Attempting to represent the “Urwald von morgen” is one of these stories.

Information on Alexander von Humbolt:

He is a naturalist, geographer, German explorer, but also a draftsman and graphic designer born on 14 September 1769 in Berlin and died in 1859. Through the quality of the topographical surveys and fauna and flora samples taken during his expeditions, he laid the foundations for scientific explorations. He applied to the Earth the ancient Greek vision of the order of the cosmos (the harmony of the universe), suggesting that universal laws applied to the apparent chaos of the earthly world as well. Humboldt then suggests that when contemplating the beauty of the cosmos, one can obtain personal inspiration and a beneficial, albeit subjective, awareness of life and nature.

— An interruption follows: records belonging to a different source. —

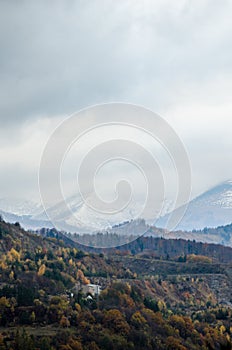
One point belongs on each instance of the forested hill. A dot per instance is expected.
(173, 298)
(156, 246)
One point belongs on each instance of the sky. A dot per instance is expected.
(172, 57)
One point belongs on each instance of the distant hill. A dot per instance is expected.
(211, 209)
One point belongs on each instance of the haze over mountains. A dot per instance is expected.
(213, 208)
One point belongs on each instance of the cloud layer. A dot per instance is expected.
(172, 57)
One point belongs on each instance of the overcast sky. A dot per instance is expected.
(173, 57)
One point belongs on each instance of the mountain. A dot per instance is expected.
(19, 206)
(211, 209)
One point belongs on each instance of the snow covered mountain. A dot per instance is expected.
(211, 209)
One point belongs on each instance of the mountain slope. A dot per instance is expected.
(211, 209)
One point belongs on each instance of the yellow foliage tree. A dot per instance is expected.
(42, 270)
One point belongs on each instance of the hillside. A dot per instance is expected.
(211, 209)
(182, 301)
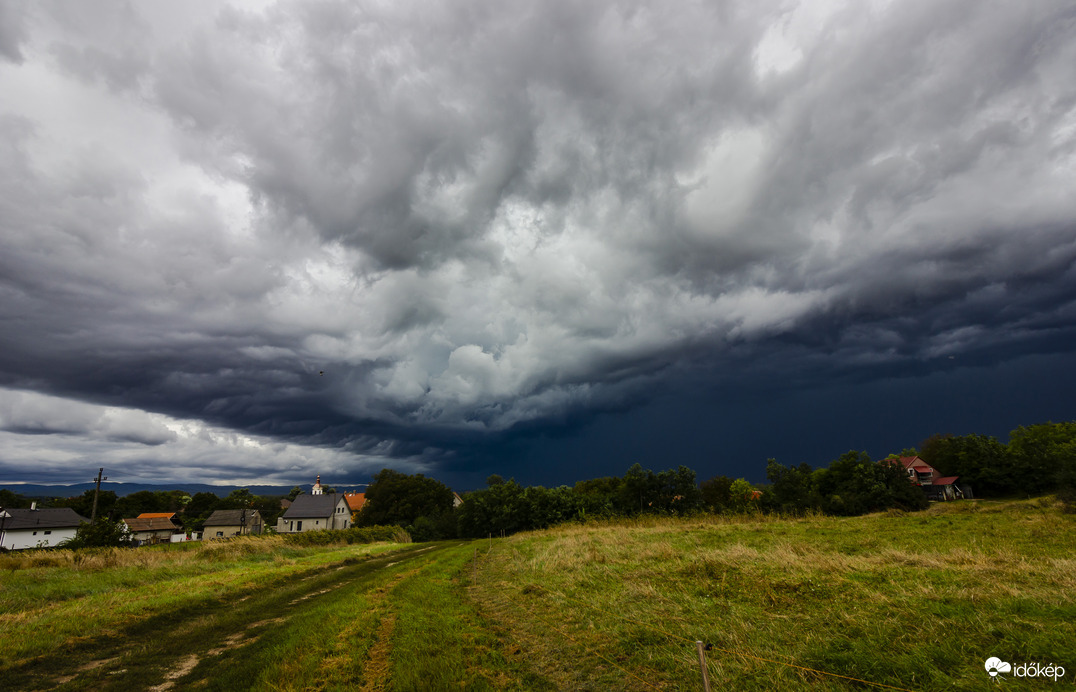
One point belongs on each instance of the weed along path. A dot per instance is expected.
(343, 619)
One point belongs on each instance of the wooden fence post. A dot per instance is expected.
(702, 664)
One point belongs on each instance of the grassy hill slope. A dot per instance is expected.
(915, 601)
(909, 601)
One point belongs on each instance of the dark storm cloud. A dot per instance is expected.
(419, 235)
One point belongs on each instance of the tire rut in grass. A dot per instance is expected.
(159, 651)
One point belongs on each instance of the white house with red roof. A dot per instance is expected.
(936, 485)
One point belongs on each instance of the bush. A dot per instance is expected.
(350, 536)
(102, 534)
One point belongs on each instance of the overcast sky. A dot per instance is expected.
(254, 242)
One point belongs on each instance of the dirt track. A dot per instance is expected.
(187, 647)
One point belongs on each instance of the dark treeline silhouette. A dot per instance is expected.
(1037, 460)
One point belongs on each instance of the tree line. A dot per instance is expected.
(1037, 460)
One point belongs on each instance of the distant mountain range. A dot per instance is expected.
(30, 490)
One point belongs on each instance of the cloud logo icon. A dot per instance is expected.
(995, 665)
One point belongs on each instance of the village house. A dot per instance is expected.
(22, 528)
(935, 485)
(316, 511)
(226, 523)
(151, 528)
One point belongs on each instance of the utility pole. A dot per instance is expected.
(97, 491)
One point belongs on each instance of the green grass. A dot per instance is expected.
(916, 601)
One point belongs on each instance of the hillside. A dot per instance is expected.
(901, 601)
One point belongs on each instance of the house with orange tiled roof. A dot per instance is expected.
(151, 530)
(934, 484)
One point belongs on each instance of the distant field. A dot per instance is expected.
(916, 602)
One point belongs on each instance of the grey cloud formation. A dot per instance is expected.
(413, 234)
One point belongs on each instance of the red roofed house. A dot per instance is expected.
(355, 502)
(152, 527)
(934, 484)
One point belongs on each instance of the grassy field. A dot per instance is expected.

To go further on Alexander von Humboldt and art (in French)

In the wild jungle of tomorrow (Simonswald / Baden-Württemberg)

Black Forest, Primary Forest, Emmanuel Henninger, Nature, Environment
“Urwald von morgen” – 5,11 X 8,26 In – Chinese Ink on Moleskin Paper – Simonswald, Germany – 2019
Black Forest, Emmanuel Henninger, Nature, Environment, Trees
“Urwald von morgen” – 5,11 X 8,26 In – Chinese Ink on Moleskin Paper – Simonswald, Germany – 2019
Wather, Water, Emmanuel Henninger, Black Forest, Primary Forest, Environment
“Urwald von morgen” – 5,11 X 8,26 In – Chinese Ink on Moleskin Paper – Simonswald, Germany – 2019
Emmanuel Henninger, Black Forest, Nature, Environment
“Urwald von morgen” – 5,11 X 8,26 In – Chinese Ink on Moleskin Paper – Simonswald, Germany – 2019
“Urwald von morgen” – 5,11 X 8,26 In – Chinese Ink on Moleskin Paper – Simonswald, Germany – 2019

Bannwälderforests are exciting places. For here the forest may be anything, but above all, wild forest. Fallen trees, skeletal tree trellis, deadwood overgrown with ferns and lichens, bizarre rhizomes and impenetrable shrubbery. Bannwälder are the archetypes of the Black Forest. Wild, powerful and magical at the same time. In them grow the primeval forests of tomorrow. On a spell forest tour you can feel the pulse of the jungle.